Mehrjui's mise en scene in Gaav is superb and sets a standard for Iranian films. The film is shot in black-and-white, and Merhjui is not afraid to use darkness and shadows to great effect. In video reprints of the film, unfortunately, the shadowy elements are completely lost in blackness, due to the limited contrast range of video. But this is presumably more visible on the original film stock, and not the fault of Mehrjui. Throughout the film, Mehrjui skilfully uses space and creates a moody contextual ambience from the numerous shots of watching villagers who are witnessing the drama of Hassan. There are sometimes closeups of peering faces and other times point-of-view shots of enfolding events from various perspectives, all of which maintain the circumspective compass of the action. The story is told not so much by dialogue (some sequences have only limited dialogue), but by the deliberate pacing of village activity.

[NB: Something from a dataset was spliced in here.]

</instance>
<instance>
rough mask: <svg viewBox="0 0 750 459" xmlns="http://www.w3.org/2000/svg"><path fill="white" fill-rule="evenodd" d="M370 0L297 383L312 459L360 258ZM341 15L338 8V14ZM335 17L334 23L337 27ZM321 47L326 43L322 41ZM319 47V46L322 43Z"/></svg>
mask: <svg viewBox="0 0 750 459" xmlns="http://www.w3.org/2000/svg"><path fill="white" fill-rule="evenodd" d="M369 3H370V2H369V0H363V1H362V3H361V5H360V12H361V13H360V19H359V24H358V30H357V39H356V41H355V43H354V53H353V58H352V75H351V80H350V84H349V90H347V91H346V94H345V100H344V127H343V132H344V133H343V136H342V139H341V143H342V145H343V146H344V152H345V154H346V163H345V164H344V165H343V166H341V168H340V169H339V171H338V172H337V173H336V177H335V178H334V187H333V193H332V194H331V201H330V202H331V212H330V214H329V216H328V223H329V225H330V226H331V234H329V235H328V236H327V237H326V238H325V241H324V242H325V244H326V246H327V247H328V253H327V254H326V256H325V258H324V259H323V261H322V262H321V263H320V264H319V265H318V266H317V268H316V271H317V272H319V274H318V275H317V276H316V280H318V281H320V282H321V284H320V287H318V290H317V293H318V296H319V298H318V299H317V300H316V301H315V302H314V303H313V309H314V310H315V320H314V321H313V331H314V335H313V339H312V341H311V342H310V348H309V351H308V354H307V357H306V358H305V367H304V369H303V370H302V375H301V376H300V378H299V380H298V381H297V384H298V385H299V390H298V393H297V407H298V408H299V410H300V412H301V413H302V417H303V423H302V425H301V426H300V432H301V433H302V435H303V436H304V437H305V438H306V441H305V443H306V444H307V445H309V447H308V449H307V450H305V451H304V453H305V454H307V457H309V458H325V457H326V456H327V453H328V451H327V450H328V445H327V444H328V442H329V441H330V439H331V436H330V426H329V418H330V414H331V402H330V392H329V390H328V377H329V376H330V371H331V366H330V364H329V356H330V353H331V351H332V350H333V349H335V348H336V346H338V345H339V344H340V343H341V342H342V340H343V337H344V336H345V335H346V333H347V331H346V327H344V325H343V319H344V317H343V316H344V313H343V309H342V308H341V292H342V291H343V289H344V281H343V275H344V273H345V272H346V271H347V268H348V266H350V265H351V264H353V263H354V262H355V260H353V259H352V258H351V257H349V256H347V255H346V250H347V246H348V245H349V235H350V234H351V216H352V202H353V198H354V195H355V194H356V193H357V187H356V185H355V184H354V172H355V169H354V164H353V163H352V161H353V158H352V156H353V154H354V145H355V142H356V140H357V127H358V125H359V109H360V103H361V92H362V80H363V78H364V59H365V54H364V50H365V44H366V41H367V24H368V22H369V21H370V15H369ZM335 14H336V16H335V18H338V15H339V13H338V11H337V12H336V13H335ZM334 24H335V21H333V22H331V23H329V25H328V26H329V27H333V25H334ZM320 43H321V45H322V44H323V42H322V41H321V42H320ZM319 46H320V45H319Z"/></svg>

This sets a tone that blends well with the atmospheric flute music of the soundtrack. Overall, the story, though deliberate paced, does move along and capture the imagination. Gaav, by the way, is vastly superior to the overpraised Tabiate Bijan (Still Life, 1974), which made monotonous emptiness of peasants not only its single point, but subjected the viewer to the same infuriatingly monotonous experience, with virtually no progression.
After the Shah’s government banned the film, a copy of the film was smuggled out of the country and shown at the Venice film festival, where it won prizes and also a prize at the Berlin International Film Festival. The government eventually relented, and the film became very popular and a source of pride to the Iranian people. It remains a landmark in Iranian film history.